Configuring corosync and pacemaker for Kamailio

Corosync and pacemaker clusters allow two machines to share a high availability address. Each machine has its own normal IP address used to administer the machine. There is then a third "service" IP address that Kamailio clients connect to. This normally runs on the primary machine as an IP alias eth0:0. The backup machine then monitors the health of the primary machine, and if it crashes the backup takes over the service IP address, again as eth0:0. Each machine monitors the other through the network.

Install corosync and pacemaker

Do the steps below on both machines. First, install the packages:

On machines running Debian or Ubuntu:

apt-get install ntp # If this fails, use apt-get install chrony instead
apt-get install pacemaker pcs
systemctl enable corosync.service
systemctl enable pacemaker.service

On machines running CentOS or Rocky Linux:

dnf config-manager --set-enabled HighAvailability
dnf install -y chrony
dnf install -y pacemaker pcs
systemctl enable corosync.service
systemctl enable pacemaker.service

On machines running Redhat Enterprise or Fedora:

yum -y install ntp
yum -y install pacemaker pcs
update-rc.d corosync defaults
update-rc.d pacemaker defaults

Configure corosync and pacemaker

Verify that the directory /var/log/corosync has been created on both machines. If not, then do:

mkdir /var/log/corosync

On the primary node, if running Debian or Ubuntu:

apt-get install haveged
corosync-keygen
apt-get remove --purge haveged
scp /etc/corosync/authkey username@<ip address of the secondary node>:/etc/corosync/.

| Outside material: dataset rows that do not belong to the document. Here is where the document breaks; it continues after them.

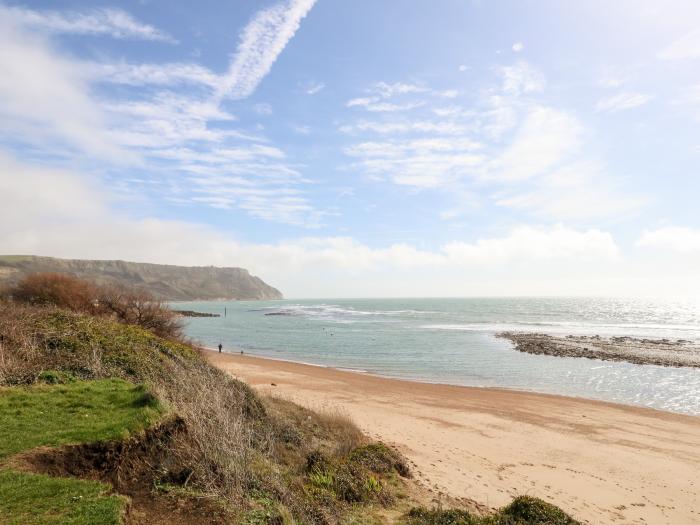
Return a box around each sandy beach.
[205,349,700,525]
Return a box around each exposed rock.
[498,332,700,368]
[172,310,221,318]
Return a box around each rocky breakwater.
[498,332,700,368]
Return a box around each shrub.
[37,370,76,384]
[332,461,373,503]
[305,450,330,473]
[407,507,477,525]
[405,496,581,525]
[349,442,411,477]
[499,496,578,524]
[96,285,182,339]
[4,273,183,340]
[7,273,98,313]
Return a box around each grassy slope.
[0,379,162,459]
[0,471,124,525]
[0,378,163,525]
[0,304,581,525]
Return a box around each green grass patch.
[0,470,124,525]
[0,378,163,460]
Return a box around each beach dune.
[205,349,700,525]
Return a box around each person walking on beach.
[218,343,222,353]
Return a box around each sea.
[176,297,700,416]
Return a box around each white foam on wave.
[260,303,441,320]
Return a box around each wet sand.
[204,349,700,525]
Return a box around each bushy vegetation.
[405,496,580,525]
[3,272,182,339]
[0,291,406,523]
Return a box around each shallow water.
[177,297,700,416]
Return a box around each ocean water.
[176,297,700,416]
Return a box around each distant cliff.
[0,255,283,301]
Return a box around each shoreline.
[204,348,700,525]
[204,346,695,417]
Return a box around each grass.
[0,378,163,460]
[0,300,583,524]
[0,255,34,264]
[0,470,124,525]
[0,378,161,524]
[0,305,198,386]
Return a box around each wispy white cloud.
[304,81,325,95]
[512,42,524,52]
[0,2,322,227]
[346,97,424,112]
[0,17,127,160]
[491,106,582,181]
[637,227,700,253]
[253,103,273,115]
[340,62,645,222]
[216,0,317,100]
[495,161,646,220]
[0,5,176,43]
[597,68,629,89]
[499,61,545,95]
[373,81,429,98]
[345,81,456,111]
[340,120,470,135]
[438,89,459,98]
[658,27,700,60]
[90,62,220,88]
[596,92,652,113]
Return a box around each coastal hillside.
[0,255,282,301]
[0,273,580,524]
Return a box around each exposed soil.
[498,332,700,368]
[10,417,232,525]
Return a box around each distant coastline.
[0,255,283,301]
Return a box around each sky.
[1,0,700,298]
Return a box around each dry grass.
[2,272,183,339]
[0,301,407,524]
[314,408,366,456]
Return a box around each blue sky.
[1,0,700,297]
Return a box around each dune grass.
[0,378,163,460]
[0,470,125,525]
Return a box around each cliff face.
[0,255,283,301]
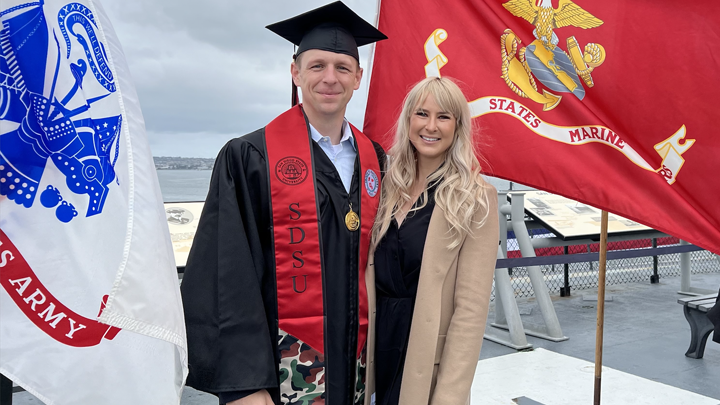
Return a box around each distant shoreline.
[153,156,214,170]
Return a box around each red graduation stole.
[264,105,380,357]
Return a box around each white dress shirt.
[309,120,357,193]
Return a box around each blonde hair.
[371,77,490,249]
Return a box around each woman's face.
[408,94,456,164]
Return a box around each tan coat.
[364,186,499,405]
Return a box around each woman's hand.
[228,389,273,405]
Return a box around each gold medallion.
[345,204,360,231]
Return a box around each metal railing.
[491,231,719,301]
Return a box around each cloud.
[102,0,379,157]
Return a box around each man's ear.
[291,61,301,86]
[354,67,364,91]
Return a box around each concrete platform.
[9,273,719,404]
[472,349,719,405]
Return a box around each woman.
[366,77,499,405]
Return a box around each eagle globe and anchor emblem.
[501,0,606,110]
[0,0,122,223]
[422,0,693,186]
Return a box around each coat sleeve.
[430,186,499,405]
[180,138,278,394]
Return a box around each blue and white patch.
[364,169,379,198]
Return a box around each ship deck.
[10,272,719,404]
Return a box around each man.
[180,2,387,405]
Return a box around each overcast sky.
[102,0,380,158]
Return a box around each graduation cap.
[266,1,387,106]
[266,1,387,62]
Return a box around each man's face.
[291,49,363,120]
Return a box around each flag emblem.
[419,1,694,186]
[276,156,309,185]
[364,169,379,197]
[501,0,605,111]
[0,2,123,224]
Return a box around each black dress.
[374,184,437,405]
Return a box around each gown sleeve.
[371,140,387,173]
[180,137,278,394]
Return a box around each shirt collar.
[309,120,357,150]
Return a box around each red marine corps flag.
[365,0,720,254]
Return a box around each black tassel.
[292,79,298,107]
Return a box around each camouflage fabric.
[278,329,326,405]
[354,346,367,405]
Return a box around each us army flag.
[365,0,720,254]
[0,0,187,403]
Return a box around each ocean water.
[156,170,213,202]
[155,169,533,202]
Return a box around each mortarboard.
[266,1,387,61]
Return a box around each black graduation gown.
[180,126,384,405]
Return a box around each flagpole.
[594,210,609,405]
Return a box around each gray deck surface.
[480,271,720,401]
[10,272,720,404]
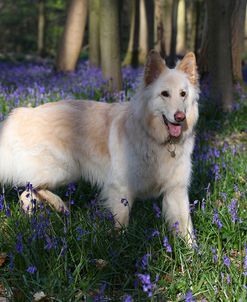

On the primary node, if running CentOS, Redhat Enterprise, or Fedora:

yum install haveged # or dnf install haveged
corosync-keygen
yum remove haveged # or dnf remove haveged
scp /etc/corosync/authkey username@<ip address of the secondary node>:/etc/corosync/.

On the secondary node:

chown root: /etc/corosync/authkey
chmod 400 /etc/corosync/authkey

On both nodes:

cp /opt/enswitch/current/install/etc/corosync/corosync.conf /etc/corosync/corosync.conf
mkdir /etc/corosync/service.d
ln -s /opt/enswitch/current/etc/corosync/service.d/pcmk /etc/corosync/service.d/pcmk
ln -s /opt/enswitch/current/etc/corosync/corosync /etc/default/corosync
vi /etc/corosync/corosync.conf

Edit /etc/corosync/corosync.conf as follows:

Set the first IP address of your network in bindnetaddr under interface, under totem.
Set the IP addresses of the primary and secondary node under nodelist.
Set the hostnames of the primary and secondary node under nodelist.

On both nodes start the corosync and pacemaker services (or restart them if they are already started):

service corosync start
service pacemaker start

On only one of the nodes check whether there are any resources already configured by default:

pcs status

If there are these must be removed:

pcs resource disable <resource name>
pcs resource delete <resource name>

On only one of the nodes:

pcs property set stonith-enabled=false
pcs property set no-quorum-policy=ignore

To add the floating IP resource where Kamailio will be listening on run on either one of the nodes the following command after replacing the IP address and netmask with the appropriate values:

pcs resource create ip ocf:heartbeat:IPaddr2 ip=192.168.1.1 cidr_netmask=24 op monitor interval=30s --group enswitch

Note that the cluster resources group named "enswitch" will be created with the previous command.

Add the Enswitch resources that will be running on the nodes and omit those that are not needed. They will be added to the existing "enswitch" resources group by running the following commands on only one of the nodes:

pcs resource create kamailio systemd:kamailio op monitor interval=30s --group enswitch
pcs resource create enswitch_messaged systemd:enswitch_messaged op monitor interval=30s --group enswitch
pcs resource create enswitch_sipd systemd:enswitch_sipd op monitor interval=30s --group enswitch

Disable resources which are managed by Corosync/Pacemaker so that they aren't started on system boot by systemd or init:

Systems using systemd:

systemctl disable kamailio
systemctl disable enswitch_messaged
systemctl disable enswitch_sipd

Systems using Devuan (and older Debian-like systems):

update-rc.d kamailio remove
update-rc.d enswitch_messaged remove
update-rc.d enswitch_sipd remove

Systems using CentOS, Fedora, or Redhat:

chkconfig kamailio off
chkconfig enswitch_messaged off
chkconfig enswitch_sipd off

On only one of the nodes check whether the resources have started and are active on the correct node:

pcs status

If any of the resources have not started, then run on any one of the nodes:

pcs resource enable <resource name>